Beginning about eight months before the gala, director Andrew Rossi (Ivory Tower, Page One: Inside the New York Times) introduces us to the masterminds of the complementary events: Costume Institute curator Andrew Bolton and party planner Anna Wintour, the editor-in-chief of Vogue. To the casual fashion fan, Wintour may be the movie’s biggest draw — a chance to see what the woman who inspired The Devil Wears Prada is really like.

She doesn’t disappoint. She wears sunglasses during business meetings and recoils at the sight of a video installation in the lobby of her newly designed offices. When she and her minions iron out the seating charts, first names suffice as they juggle where to place Jessica, Kate, Harvey and Julianne (that would be Chastain, Hudson, Weinstein and Moore).

Bolton has a less commanding presence, but the British curator makes an amiable tour guide. He may look fashionable now in his cropped pantsuits and thick-rimmed glasses, but he insists that he still feels like “a little kid from Lancashire, totally in awe”.

That’s one of many instances in which the movie tries to create drama by portraying the exhibition, the party and the people as some kind of underdogs. Scenes focus on curators from other sections of the museum who see fashion as a lesser form. Bolton, meanwhile, assembles gorgeous dresses and vibrant ceremonial robes while lamenting that he can never live up to the success of the 2011 exhibition ‘Alexander McQueen: Savage Beauty’.

The dark-horse angle is a tough sell, though, especially with all the starry, deep-pocketed support. A seemingly endless parade of A-listers vamp for the shutterbugs on the red carpet — Rihanna, Beyoncé, Amal and George Clooney, Bradley Cooper and Jennifer Lopez. The huge flower-covered replica of a Chinese jar standing in the museum’s entrance was composed of 250,000 roses, which seems like a pricey investment until you consider that the 2015 gala raised $12.5 million.

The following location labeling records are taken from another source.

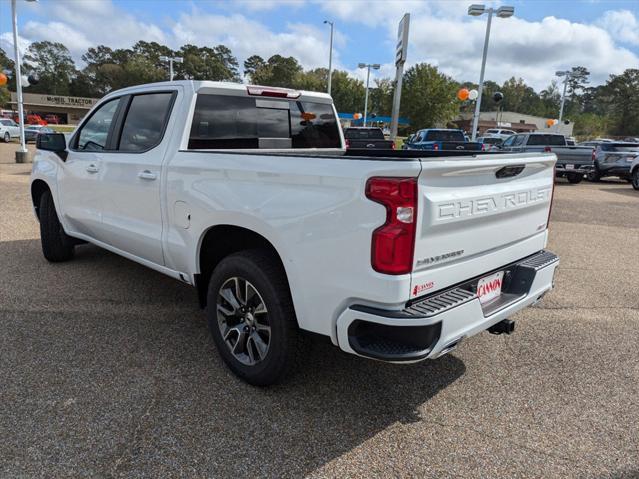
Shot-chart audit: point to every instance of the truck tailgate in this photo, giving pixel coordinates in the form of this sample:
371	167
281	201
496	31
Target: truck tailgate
475	213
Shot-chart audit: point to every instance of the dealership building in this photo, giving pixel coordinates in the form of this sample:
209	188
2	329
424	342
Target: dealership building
67	110
519	122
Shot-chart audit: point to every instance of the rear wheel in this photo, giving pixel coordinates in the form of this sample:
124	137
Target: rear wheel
57	246
574	177
594	175
251	317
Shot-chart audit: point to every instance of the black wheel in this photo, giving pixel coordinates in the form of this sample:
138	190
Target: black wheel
251	317
57	246
574	178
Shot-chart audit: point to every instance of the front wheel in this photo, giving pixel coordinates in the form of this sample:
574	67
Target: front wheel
57	246
574	178
594	175
251	317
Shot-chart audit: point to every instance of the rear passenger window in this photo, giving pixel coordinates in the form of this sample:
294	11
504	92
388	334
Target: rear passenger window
236	122
94	133
145	121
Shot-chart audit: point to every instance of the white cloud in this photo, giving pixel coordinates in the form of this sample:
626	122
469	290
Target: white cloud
622	25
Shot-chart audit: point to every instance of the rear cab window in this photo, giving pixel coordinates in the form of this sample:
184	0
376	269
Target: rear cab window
554	140
246	122
363	134
444	135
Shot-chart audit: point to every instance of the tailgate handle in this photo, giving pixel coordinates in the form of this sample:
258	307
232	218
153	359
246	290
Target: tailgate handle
509	171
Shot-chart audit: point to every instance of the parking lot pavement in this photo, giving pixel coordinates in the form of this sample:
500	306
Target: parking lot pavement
107	369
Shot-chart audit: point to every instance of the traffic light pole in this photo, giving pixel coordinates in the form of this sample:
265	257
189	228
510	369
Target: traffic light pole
21	154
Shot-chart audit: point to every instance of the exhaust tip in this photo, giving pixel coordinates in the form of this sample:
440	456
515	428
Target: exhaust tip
505	326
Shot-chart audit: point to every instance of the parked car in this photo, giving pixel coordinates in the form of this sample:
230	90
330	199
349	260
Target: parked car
31	132
634	173
439	139
52	119
8	129
499	132
367	137
248	194
490	143
613	159
573	162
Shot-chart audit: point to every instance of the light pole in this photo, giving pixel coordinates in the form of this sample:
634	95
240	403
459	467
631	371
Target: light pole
21	154
368	66
164	58
567	74
475	11
330	57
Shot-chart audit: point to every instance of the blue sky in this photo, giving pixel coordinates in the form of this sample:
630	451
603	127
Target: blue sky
542	37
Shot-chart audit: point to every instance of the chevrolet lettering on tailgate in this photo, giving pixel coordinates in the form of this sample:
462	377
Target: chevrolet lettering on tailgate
452	210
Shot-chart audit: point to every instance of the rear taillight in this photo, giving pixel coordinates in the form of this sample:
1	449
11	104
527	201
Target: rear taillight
394	242
552	194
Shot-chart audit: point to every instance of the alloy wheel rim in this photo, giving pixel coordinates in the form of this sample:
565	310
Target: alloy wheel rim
243	321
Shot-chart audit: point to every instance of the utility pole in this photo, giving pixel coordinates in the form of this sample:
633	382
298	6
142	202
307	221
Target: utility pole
330	57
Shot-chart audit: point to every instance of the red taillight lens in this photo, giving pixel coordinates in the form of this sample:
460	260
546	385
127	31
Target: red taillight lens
552	193
394	242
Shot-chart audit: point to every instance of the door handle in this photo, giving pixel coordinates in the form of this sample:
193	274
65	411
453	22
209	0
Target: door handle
147	175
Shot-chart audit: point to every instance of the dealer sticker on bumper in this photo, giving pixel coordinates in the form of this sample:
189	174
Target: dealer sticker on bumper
489	287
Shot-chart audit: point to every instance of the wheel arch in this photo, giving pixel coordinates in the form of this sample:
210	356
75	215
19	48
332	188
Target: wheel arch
38	188
219	241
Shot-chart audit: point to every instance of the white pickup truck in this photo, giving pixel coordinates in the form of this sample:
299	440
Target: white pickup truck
248	194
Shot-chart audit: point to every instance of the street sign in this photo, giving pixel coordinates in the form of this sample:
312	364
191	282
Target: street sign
400	59
402	40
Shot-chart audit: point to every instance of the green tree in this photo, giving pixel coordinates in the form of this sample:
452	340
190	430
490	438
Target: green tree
52	62
252	64
206	63
428	96
623	108
278	71
347	92
381	96
6	64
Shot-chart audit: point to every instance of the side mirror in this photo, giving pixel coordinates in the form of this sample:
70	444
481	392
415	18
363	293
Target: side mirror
55	142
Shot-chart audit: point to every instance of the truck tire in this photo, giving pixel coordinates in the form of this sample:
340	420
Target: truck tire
251	317
574	178
57	246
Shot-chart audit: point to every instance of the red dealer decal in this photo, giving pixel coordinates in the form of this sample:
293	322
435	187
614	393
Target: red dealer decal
420	288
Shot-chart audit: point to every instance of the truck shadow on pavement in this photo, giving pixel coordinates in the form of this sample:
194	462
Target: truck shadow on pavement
110	371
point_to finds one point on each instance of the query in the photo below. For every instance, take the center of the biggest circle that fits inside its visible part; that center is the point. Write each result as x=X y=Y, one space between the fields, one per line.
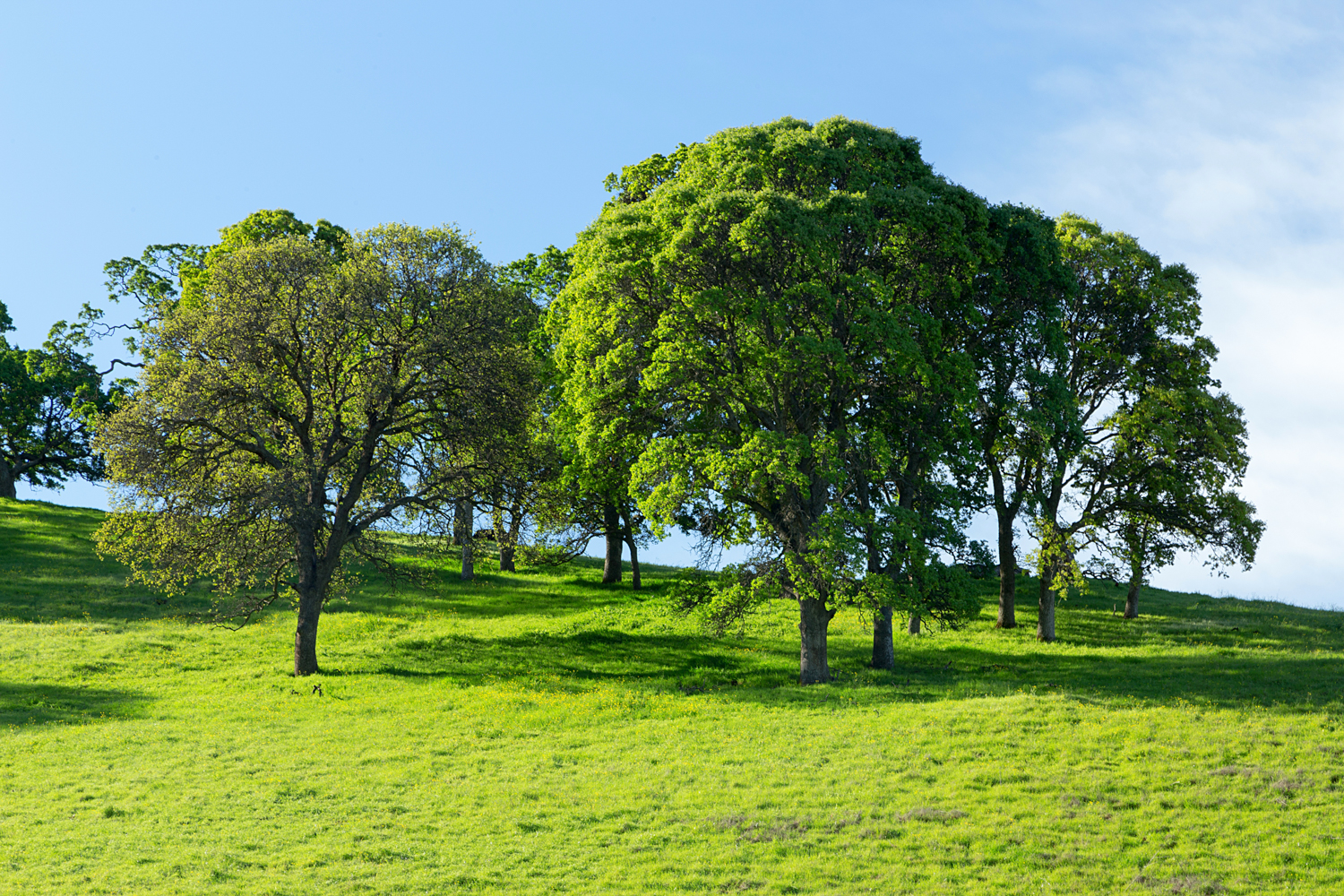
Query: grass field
x=540 y=734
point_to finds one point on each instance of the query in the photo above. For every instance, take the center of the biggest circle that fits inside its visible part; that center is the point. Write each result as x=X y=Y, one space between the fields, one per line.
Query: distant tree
x=1182 y=452
x=1150 y=438
x=737 y=292
x=301 y=392
x=48 y=398
x=596 y=421
x=1023 y=400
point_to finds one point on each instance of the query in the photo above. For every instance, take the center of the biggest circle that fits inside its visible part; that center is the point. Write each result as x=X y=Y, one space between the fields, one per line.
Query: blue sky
x=1212 y=132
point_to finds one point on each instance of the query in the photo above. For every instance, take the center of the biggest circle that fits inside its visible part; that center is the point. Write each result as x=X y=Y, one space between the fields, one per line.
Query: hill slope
x=540 y=734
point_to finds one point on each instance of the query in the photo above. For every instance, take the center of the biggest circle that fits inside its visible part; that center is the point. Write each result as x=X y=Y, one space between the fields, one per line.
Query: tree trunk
x=306 y=635
x=462 y=524
x=883 y=649
x=814 y=619
x=628 y=533
x=7 y=482
x=1132 y=599
x=1046 y=611
x=1007 y=576
x=612 y=564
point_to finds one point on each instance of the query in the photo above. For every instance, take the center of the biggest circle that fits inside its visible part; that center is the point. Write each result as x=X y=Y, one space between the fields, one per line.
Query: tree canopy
x=306 y=390
x=746 y=292
x=48 y=397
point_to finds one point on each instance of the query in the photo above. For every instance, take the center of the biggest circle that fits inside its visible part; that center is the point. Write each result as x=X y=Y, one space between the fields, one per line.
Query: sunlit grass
x=543 y=734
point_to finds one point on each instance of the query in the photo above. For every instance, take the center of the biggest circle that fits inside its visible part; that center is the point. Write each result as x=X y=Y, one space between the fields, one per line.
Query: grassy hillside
x=543 y=734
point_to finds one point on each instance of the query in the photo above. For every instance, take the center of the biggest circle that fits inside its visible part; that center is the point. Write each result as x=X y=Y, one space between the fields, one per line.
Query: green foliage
x=750 y=292
x=538 y=734
x=308 y=392
x=48 y=398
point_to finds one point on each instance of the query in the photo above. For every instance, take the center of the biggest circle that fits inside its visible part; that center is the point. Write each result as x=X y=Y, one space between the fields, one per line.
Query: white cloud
x=1225 y=150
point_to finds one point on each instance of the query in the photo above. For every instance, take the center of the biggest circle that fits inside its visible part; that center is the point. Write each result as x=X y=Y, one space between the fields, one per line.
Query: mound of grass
x=539 y=732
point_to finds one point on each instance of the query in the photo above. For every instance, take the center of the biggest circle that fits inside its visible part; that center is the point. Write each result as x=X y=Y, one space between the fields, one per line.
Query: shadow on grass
x=38 y=704
x=765 y=672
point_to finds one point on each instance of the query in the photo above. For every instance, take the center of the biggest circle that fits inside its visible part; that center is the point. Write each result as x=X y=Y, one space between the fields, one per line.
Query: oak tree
x=306 y=392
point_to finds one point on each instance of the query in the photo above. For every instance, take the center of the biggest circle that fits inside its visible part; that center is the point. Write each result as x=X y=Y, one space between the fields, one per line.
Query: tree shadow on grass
x=39 y=704
x=766 y=675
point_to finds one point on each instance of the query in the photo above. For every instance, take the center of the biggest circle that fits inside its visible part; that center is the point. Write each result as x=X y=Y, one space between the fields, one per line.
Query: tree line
x=796 y=338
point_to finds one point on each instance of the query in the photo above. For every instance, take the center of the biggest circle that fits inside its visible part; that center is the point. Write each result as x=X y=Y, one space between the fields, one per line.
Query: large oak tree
x=306 y=392
x=742 y=292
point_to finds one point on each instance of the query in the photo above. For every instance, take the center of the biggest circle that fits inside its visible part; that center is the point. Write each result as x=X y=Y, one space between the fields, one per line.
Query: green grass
x=540 y=734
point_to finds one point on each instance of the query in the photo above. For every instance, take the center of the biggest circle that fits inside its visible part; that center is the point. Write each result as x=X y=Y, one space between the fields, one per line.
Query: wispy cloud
x=1219 y=142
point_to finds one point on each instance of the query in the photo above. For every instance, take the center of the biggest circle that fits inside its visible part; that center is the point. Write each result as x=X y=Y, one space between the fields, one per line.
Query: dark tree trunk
x=462 y=525
x=1132 y=599
x=612 y=525
x=814 y=619
x=1007 y=575
x=306 y=635
x=1046 y=611
x=883 y=649
x=7 y=482
x=628 y=533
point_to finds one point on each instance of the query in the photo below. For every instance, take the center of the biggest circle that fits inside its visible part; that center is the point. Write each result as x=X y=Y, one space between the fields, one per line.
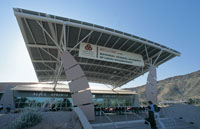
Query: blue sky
x=173 y=23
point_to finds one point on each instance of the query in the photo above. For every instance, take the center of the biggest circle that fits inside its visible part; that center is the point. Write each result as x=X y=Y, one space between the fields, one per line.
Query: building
x=63 y=49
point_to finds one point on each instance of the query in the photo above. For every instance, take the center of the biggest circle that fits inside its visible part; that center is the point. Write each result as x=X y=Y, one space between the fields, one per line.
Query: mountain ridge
x=181 y=87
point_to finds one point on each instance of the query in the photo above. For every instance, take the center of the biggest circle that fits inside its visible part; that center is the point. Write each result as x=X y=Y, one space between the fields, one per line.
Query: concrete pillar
x=79 y=87
x=151 y=86
x=7 y=98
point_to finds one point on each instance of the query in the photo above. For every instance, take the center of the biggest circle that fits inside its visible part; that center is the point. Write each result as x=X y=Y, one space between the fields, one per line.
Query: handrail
x=108 y=119
x=149 y=125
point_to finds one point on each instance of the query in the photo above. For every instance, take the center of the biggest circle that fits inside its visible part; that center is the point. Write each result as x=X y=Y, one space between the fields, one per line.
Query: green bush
x=29 y=117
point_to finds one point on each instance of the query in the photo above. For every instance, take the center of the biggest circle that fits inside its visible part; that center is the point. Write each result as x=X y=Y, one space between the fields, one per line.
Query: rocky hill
x=175 y=88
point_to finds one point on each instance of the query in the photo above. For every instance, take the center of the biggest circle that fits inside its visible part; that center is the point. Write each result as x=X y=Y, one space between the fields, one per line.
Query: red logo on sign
x=88 y=47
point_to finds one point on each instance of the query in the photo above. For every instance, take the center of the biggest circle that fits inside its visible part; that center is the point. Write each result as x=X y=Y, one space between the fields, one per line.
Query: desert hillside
x=175 y=88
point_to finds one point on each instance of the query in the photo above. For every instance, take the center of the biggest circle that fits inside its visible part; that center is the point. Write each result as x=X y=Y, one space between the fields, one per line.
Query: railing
x=108 y=119
x=149 y=125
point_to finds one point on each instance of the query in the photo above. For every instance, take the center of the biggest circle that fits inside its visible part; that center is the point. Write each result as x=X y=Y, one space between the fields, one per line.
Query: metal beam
x=21 y=14
x=56 y=43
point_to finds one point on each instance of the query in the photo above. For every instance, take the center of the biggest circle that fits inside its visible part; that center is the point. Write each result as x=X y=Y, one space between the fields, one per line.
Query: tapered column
x=151 y=86
x=79 y=87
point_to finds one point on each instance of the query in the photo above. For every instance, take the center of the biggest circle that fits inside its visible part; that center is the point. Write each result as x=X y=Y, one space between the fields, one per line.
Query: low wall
x=188 y=113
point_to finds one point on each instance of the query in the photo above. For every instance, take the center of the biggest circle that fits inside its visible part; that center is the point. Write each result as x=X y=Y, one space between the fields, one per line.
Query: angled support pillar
x=78 y=85
x=151 y=86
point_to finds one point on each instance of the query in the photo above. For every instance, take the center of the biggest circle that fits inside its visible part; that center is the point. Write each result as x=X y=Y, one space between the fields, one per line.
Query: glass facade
x=63 y=101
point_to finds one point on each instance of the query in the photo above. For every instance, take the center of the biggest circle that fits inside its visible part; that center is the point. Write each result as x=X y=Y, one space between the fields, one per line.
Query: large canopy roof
x=46 y=36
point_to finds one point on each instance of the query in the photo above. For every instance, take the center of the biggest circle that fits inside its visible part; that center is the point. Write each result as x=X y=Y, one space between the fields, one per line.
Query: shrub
x=29 y=117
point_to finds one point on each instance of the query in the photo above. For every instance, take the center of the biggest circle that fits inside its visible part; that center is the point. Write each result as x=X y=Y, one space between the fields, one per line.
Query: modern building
x=63 y=49
x=43 y=94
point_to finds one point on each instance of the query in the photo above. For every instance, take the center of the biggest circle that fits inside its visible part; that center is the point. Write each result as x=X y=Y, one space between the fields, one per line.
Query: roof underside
x=46 y=35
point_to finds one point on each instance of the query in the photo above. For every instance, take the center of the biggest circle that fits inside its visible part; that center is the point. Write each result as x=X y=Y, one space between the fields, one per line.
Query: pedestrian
x=1 y=107
x=151 y=119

The most interesting aspect of the movie isn’t the predictable deadline tension as opening night approaches, but the minefield Bolton created for himself when he settled on his exhibition. He has to walk a fine line to pay homage to Chinese culture without celebrating centuries of appropriation, in which Western artists and designers used Asian elements to reinforce stereotypes. Bolton didn’t shy away from this; for example, displaying costumes used by Anna May Wong, Hollywood’s first major Asian actress, who was often employed to play either a “dragon lady” or a meek, submissive “butterfly.”

The movie is more successful when it lets the logistical challenges take centre stage. The ultimate takeaway is that putting on the “Super Bowl of fashion events” is a tall order. The First Monday in May isn’t a deep examination of its subjects, but at least it’s breathtaking to look at.